Chiesta la proroga del mandato del commissario straordinario in scadenza il 31 gennaio: modello di ricostruzione innovativo

Gli amministratori scrivono a Meloni: Legnini resti
Tgr
Giovanni Legnini

C'è anche il sindaco di Norcia Nicola Alemanno, insieme ai colleghi di Treia, Amatrice e Teramo e i presidenti di Anci Umbria (Michele Toniaccini), Marche Lazio a Abruzzo tra coloro che hanno chiesto al presidente del consiglio Giorgia Meloni di non sostituire il commissario straordinario per la ricostruzione, Giovanni Legnini, il cui mandato scade il 31 gennaio.
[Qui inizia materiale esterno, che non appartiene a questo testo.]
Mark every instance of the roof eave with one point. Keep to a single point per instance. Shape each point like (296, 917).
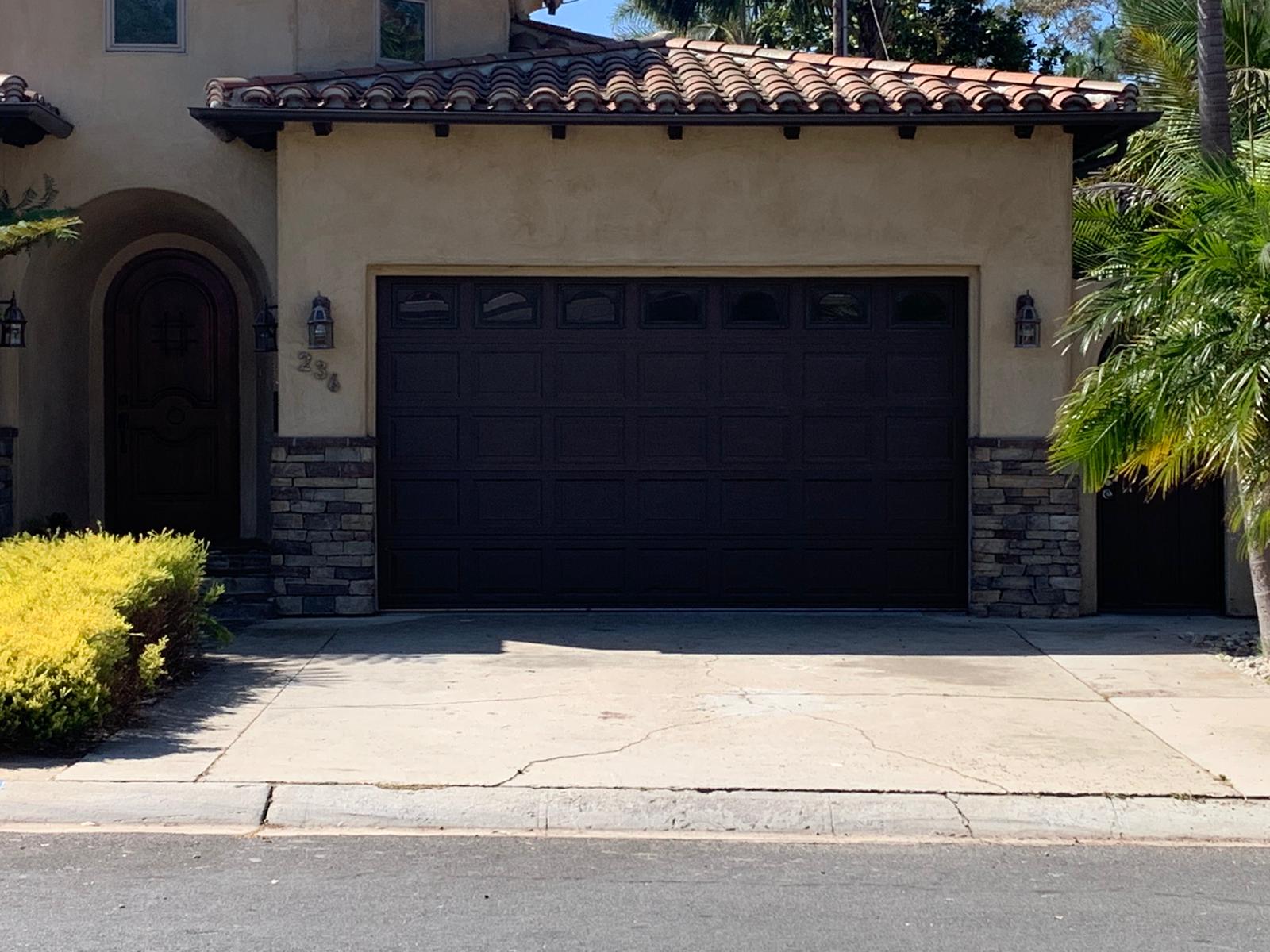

In una lettera, inviata per conoscenza anche a Nello Musumeci, ministro per la protezione civile, e ad Antonio De Caro, presidente nazionale dell'Anci, i
firmatari parlano di "un lavoro immane" portato avanti dalla cabina di coordinamento "a partire dai primi mesi del 2020, innovando il modello di ricostruzione, consentendo a quella pubblica e a quella privata di avviarsi in modo significativo e di iniziare anche il lavoro con la Cabina Integrata PNRR per il rilancio del tessuto socio-economico delle comunita' cosi' duramente colpite". "Ci permettiamo di esprimerle - si legge ancora nella lettera indirizzata alla premier - la nostra preoccupazione nel considerare un cambio di governance al vertice della Struttura commissariale per un cosi' breve periodo di tempo. Non le sfuggira' che, per quanto autorevole e competente, qualunque nuovo commissario non avrebbe il tempo necessario per poter incidere significativamente sugli interventi che restano da fare, comportando anzi, e' questa la nostra preoccupazione piu' importante, un sostanziale fermo delle attivita'".